This was a revelation and really supported the course materials. Details such as the ideal tilt, and brush shape that aren’t covered in the text, and the concept of the bead – that leading edge of dilute medium that sits at the bottom of any horizontal stroke – which I’d never heard of and had no idea of its actual use. Liron is using watercolour but I need to try it with acrylics. My guess is it will dry more quickly but we’ll see.
First attempts, some with stretched paper and some not. These are prussian blue and raw umber; dark, light, blended.
These two, on an easel that just won’t tilt any further back hence the running, are prussian blue and cad yellow, magenta and cad yellow, raw umber and prussian blue (light) and the same, dark. The paper is from a sketchbook and, despite stretching, still buckled and looks grainy. It was only just dry though, it may have changed further over night.
There’s another video on washes by the same man and I’ll check that out tomorrow. These seem to be a good resource.

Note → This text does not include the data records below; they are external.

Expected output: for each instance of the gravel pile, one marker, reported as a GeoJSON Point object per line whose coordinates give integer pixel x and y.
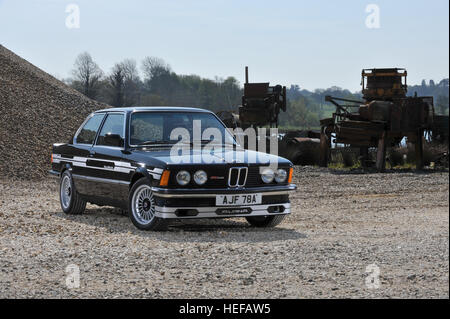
{"type": "Point", "coordinates": [36, 110]}
{"type": "Point", "coordinates": [341, 223]}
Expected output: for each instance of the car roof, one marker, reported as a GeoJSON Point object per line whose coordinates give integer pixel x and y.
{"type": "Point", "coordinates": [155, 109]}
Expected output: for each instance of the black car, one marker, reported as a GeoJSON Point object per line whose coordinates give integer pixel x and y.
{"type": "Point", "coordinates": [131, 158]}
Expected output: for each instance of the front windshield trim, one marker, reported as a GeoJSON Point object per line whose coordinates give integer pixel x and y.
{"type": "Point", "coordinates": [165, 143]}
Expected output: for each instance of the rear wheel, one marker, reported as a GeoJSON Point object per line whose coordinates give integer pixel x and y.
{"type": "Point", "coordinates": [70, 200]}
{"type": "Point", "coordinates": [141, 207]}
{"type": "Point", "coordinates": [265, 221]}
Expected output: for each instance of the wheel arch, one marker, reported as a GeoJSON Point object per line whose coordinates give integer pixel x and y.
{"type": "Point", "coordinates": [138, 174]}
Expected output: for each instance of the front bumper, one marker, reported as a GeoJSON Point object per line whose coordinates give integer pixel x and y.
{"type": "Point", "coordinates": [269, 207]}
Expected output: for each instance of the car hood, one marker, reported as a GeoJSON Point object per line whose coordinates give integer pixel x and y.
{"type": "Point", "coordinates": [205, 157]}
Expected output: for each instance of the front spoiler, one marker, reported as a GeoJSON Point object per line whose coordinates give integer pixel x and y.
{"type": "Point", "coordinates": [212, 192]}
{"type": "Point", "coordinates": [212, 212]}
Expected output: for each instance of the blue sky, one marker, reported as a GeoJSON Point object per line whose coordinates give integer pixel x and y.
{"type": "Point", "coordinates": [314, 44]}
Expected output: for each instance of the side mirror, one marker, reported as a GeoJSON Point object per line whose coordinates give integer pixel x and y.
{"type": "Point", "coordinates": [113, 140]}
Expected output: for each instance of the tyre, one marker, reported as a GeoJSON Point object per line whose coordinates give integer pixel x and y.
{"type": "Point", "coordinates": [265, 221]}
{"type": "Point", "coordinates": [141, 207]}
{"type": "Point", "coordinates": [70, 200]}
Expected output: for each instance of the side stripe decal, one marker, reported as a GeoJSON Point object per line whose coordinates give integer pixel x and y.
{"type": "Point", "coordinates": [119, 166]}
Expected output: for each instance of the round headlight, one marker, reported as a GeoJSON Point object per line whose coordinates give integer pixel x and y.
{"type": "Point", "coordinates": [183, 178]}
{"type": "Point", "coordinates": [280, 176]}
{"type": "Point", "coordinates": [267, 175]}
{"type": "Point", "coordinates": [200, 177]}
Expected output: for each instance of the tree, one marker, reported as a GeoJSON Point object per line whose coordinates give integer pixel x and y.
{"type": "Point", "coordinates": [442, 105]}
{"type": "Point", "coordinates": [116, 83]}
{"type": "Point", "coordinates": [154, 67]}
{"type": "Point", "coordinates": [87, 75]}
{"type": "Point", "coordinates": [124, 84]}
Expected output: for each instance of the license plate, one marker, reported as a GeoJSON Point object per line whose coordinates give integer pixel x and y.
{"type": "Point", "coordinates": [238, 199]}
{"type": "Point", "coordinates": [233, 211]}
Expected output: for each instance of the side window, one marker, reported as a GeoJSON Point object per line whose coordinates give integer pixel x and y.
{"type": "Point", "coordinates": [146, 126]}
{"type": "Point", "coordinates": [111, 133]}
{"type": "Point", "coordinates": [89, 130]}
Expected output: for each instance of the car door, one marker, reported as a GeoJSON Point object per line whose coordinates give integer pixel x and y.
{"type": "Point", "coordinates": [82, 146]}
{"type": "Point", "coordinates": [109, 173]}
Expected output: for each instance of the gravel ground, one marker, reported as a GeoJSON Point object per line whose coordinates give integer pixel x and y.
{"type": "Point", "coordinates": [341, 222]}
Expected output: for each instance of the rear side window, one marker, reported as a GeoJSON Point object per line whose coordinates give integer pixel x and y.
{"type": "Point", "coordinates": [89, 130]}
{"type": "Point", "coordinates": [113, 125]}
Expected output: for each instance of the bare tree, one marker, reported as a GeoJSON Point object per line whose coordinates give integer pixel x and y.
{"type": "Point", "coordinates": [124, 83]}
{"type": "Point", "coordinates": [87, 75]}
{"type": "Point", "coordinates": [154, 67]}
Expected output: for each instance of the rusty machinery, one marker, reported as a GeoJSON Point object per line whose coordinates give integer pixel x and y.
{"type": "Point", "coordinates": [261, 106]}
{"type": "Point", "coordinates": [384, 118]}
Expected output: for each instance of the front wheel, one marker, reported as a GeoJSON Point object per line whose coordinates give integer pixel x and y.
{"type": "Point", "coordinates": [71, 203]}
{"type": "Point", "coordinates": [265, 221]}
{"type": "Point", "coordinates": [141, 207]}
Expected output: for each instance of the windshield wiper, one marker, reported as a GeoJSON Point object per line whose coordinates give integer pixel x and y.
{"type": "Point", "coordinates": [156, 143]}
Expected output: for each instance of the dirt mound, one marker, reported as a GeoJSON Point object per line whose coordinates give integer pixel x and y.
{"type": "Point", "coordinates": [36, 110]}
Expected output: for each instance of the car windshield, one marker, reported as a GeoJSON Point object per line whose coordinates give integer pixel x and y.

This second video tackles wet/wet, wet/dry, heavy pigment/dilute, and various other permutations in a careful, fully explained sequence. The main principles to grasp are that drier applications won’t run into wetter areas – the reverse will happen; two dry applications abutting each other won’t blend very much at all, and two very wet applications will blend readily across their common boundary. Tilting accelerates any merging process, affecting the wetter application more readily.